Os acordes da canção “Olha o Mar, Olha a Maré” fazem-se ouvir na voz do cantor. “Olha o barco a partir: / Encosta o ombro com jeito / Olha o mar, olha a maré / E este vento a encher o peito”. Cerramos os olhos, deixamo-nos levar pela imaginação e é como se regressássemos ao Centro Vidreiro, a sala às escuras enquanto se projectam slides e fotografias sobre o Furadouro com o objectivo de situar a acção. O avô e o neto prosseguem a sua conversa, enquanto vemos o barco chegar a salvo, os barretes atirados ao ar, a rede em terra, os homens a acartarem rapichéis. Forma-se uma lota, o monte é vendido, chegam as peixeiras para colocarem o peixe nas canastras e começa a “Canção da Sardinha”, modinha mexida que fala da tão apreciada “rainha dos peixes” (“o cação era deitado fora, ninguém o queria”). A melodia do Hino dos Mineiros das Astúrias é adaptada ao quadro seguinte, “O Enterro do Pescador”, e lembra que “(…) já cá falta um camarada”. Segue-se “Os Trabalhadores da Areia”, aviltante negócio cuja paga era uma chapa, “amarela para o godo e chapa branca para a areia fina”. “Levanta e carrega!! Levanta e carrega!!”, canta Manuel Freire, colocando na voz a dor daqueles que a tudo se sujeitavam para não verem os filhos a morrer à fome.
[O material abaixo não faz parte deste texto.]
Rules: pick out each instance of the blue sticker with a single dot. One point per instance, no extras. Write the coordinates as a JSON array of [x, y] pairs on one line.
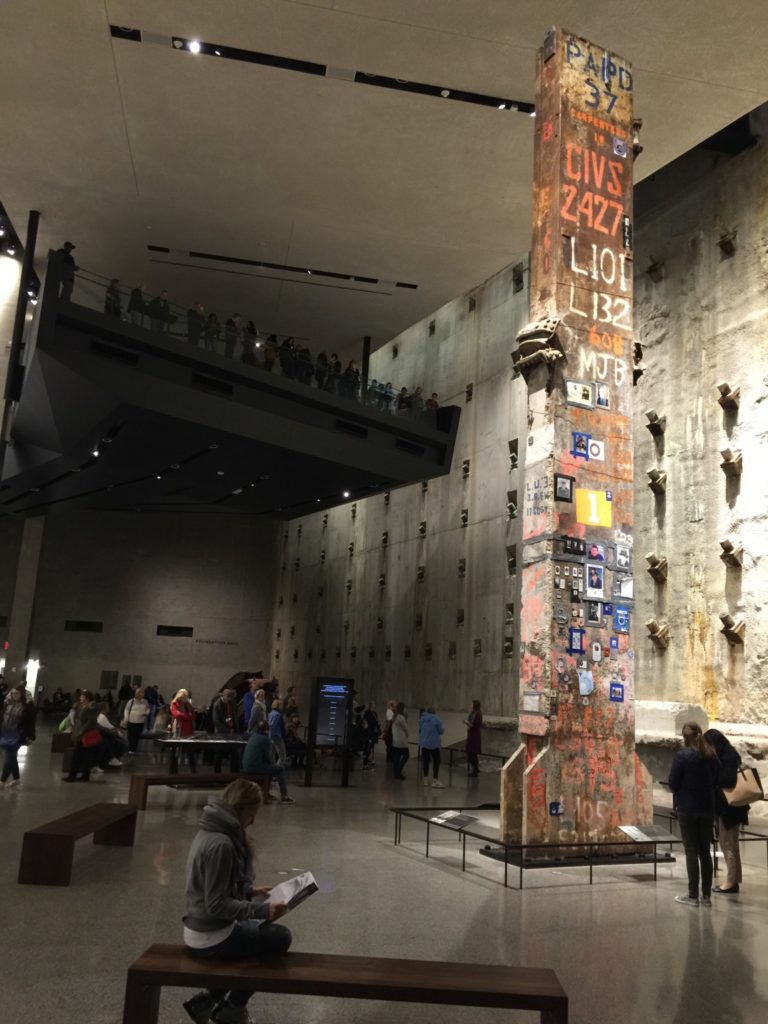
[[622, 619], [581, 449], [586, 682]]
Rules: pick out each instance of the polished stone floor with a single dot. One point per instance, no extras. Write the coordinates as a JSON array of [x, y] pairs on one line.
[[624, 950]]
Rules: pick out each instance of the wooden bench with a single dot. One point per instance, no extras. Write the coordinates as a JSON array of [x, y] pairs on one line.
[[140, 783], [47, 851], [346, 977]]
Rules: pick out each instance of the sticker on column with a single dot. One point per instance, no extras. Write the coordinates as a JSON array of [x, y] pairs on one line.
[[593, 508], [581, 446], [596, 451], [576, 640], [622, 619], [602, 395], [580, 393], [616, 692], [586, 683]]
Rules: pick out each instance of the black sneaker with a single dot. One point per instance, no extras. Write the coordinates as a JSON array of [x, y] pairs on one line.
[[200, 1008]]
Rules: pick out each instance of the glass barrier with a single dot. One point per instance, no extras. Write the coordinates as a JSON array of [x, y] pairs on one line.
[[240, 339]]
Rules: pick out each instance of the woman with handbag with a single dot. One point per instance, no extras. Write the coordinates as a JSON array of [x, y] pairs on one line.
[[16, 729], [728, 817], [227, 918], [87, 738], [692, 780]]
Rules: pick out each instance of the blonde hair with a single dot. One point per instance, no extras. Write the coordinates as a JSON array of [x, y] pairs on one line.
[[242, 793]]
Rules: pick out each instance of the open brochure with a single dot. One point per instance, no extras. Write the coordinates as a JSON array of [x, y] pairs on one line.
[[294, 891]]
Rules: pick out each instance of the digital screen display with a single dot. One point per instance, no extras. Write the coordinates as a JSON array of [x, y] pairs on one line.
[[332, 716]]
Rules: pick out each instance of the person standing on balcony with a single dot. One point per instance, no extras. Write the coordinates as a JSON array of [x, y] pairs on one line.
[[196, 322], [69, 266], [137, 305], [113, 305], [232, 334], [160, 313]]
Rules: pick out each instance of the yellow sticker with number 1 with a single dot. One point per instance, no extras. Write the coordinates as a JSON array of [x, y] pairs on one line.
[[593, 508]]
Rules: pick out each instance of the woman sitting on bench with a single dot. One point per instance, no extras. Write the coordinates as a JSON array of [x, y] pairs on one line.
[[226, 918]]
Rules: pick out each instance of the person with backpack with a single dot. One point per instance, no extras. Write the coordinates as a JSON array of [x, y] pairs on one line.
[[134, 718], [692, 779], [728, 818]]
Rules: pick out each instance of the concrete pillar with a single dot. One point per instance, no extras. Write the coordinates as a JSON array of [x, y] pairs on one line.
[[10, 275], [580, 775], [19, 621]]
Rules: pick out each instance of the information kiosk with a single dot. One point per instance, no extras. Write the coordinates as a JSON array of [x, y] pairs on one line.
[[330, 722]]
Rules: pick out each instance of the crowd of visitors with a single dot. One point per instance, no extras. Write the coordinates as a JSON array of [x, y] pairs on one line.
[[238, 338]]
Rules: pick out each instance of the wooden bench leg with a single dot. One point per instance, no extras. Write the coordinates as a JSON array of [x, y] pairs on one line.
[[46, 860], [118, 834], [141, 1001], [555, 1016], [137, 792]]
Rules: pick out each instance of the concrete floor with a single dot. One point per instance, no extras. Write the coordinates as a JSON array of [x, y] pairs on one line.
[[624, 950]]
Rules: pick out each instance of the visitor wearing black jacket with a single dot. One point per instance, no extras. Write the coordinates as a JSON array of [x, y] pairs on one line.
[[729, 818], [692, 780]]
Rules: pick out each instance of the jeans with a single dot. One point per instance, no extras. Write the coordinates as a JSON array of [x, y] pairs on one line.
[[249, 940], [430, 754], [10, 763], [695, 830], [731, 853], [399, 759], [134, 734]]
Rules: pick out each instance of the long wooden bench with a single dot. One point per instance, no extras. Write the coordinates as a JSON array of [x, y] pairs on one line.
[[47, 851], [346, 977], [140, 783]]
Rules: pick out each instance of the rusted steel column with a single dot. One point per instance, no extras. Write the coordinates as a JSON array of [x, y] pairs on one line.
[[576, 776]]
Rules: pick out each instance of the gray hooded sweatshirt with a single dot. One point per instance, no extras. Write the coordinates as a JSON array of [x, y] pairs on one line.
[[218, 872]]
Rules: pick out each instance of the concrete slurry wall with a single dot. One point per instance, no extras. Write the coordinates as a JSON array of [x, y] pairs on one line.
[[135, 571], [705, 324], [314, 612]]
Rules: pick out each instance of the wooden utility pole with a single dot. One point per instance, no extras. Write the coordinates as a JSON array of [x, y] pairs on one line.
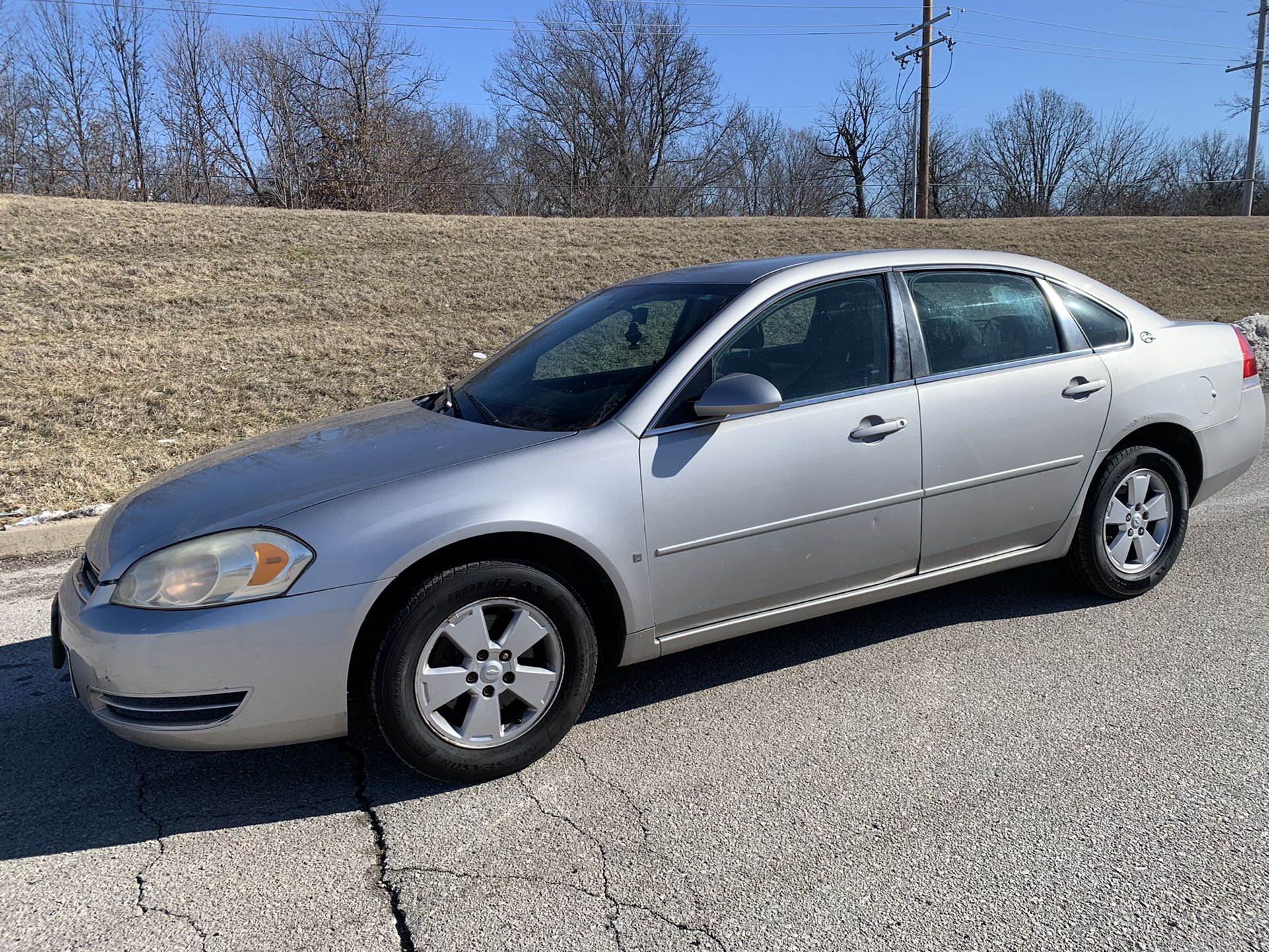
[[1249, 174], [922, 198], [923, 155]]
Do linguajar de “As Varinas” – “Badalhoca!! Puta velha!! Vai nos cornos do teu pai. Anda! Cornuda é a tua mãe mais a tua família toda, minha vaca” –, com muitos puxões de cabelos à mistura, passa-se ao quadro “Os Palheiros”, a crítica social a impor-se na forma como o turista os admira e na realidade dura de quem neles habita: “Ai tão simples e castiço / Ai tão belo e pitoresco / É dormir nestes palheiros / Com o rabo bem ao fresco.” As “Figuras Típicas” não podiam cá faltar, pontificando o Albertinho e o Ti António Floro, o Ezequiel e o Magalhães. A crítica social estende-se às “Maravilhas do Furadouro”, o dedo apontado à Câmara e ao Turismo, “Um fenómeno sem par / Só se lembram que existimos / Durante a época balnear”. Num misto de tristeza, mas também de alegria e de esperança, a peça chega ao fim, a canção como um pedido: “[A vida do nosso povo], / Mostrem-na a toda a gente / De cabeça bem erguida. / Abram portas e janelas / Sobre esta vida esquecida.” O concerto terminou com a interpretação de “Os Poemas do Minho”, com letra de Martinho Marques, e da inevitável “Pedra Filosofal” que tanto emocionou a plateia. Sem música, mas com belas imagens e textos, a exposição continuará patente no Posto de Turismo do Furadouro até 23 de Junho.